La Jollan Mimi Trotter, who's spiritual name is "hari/das/kaur," meaning "servant of God," has been teaching a style of yoga known as kundalini, referred to as the "grandfather" of all yogas, for many years. She talked about what yoga is - and isn't. "It's not a religion," she said. "It's a science of the human body. It has to do with experience."

Though yoga may have been orginated by ascetics and first practiced by the high-born in India centuries ago, Trotter noted it has gradually evolved into a discipline for the masses. "Everybody can do it," she pointed out.

Evolution is exactly what yoga is all about, expains Trotter. She said modern strains of the ancient practice even seek to treat psychiatric disorders such as psychoses. "What yoga and meditation can do is give you a life that's fulfilling," said Trotter, "rather than swamped by anxiety and depression. It can give us an experience of our true identity, our authenticity."

Back at Bickram Yoga on a typical day in a standard hot yoga class, instructor Colleen Bourgeois, as rhythmically as the sun crossing the sky each day, leads her students through their routine of postures, prodding or encouraging them as needed. "Look in the mirror," she says. "Take a deep breath.

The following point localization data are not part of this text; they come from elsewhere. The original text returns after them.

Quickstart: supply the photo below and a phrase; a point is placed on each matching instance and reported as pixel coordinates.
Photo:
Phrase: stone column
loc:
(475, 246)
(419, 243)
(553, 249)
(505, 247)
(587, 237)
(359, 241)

Stretch your spine. Reach down to the very tops of your toes. It doesn't matter how well you do it. What matters is that you do it the best you can."

Yoga colleague Gerhard Gessler has taken his practice of the yoga discipline from hobby to career to lifestyle. He said it has not only made him feel more "at home" with himself, but lent a greater harmony to his association with others.

"We've created a wonderful community that comes here," Gessler said of his yoga studio, "everything from neuroscientists to doctors and lawyers - you name it. It's a wonderful business to have."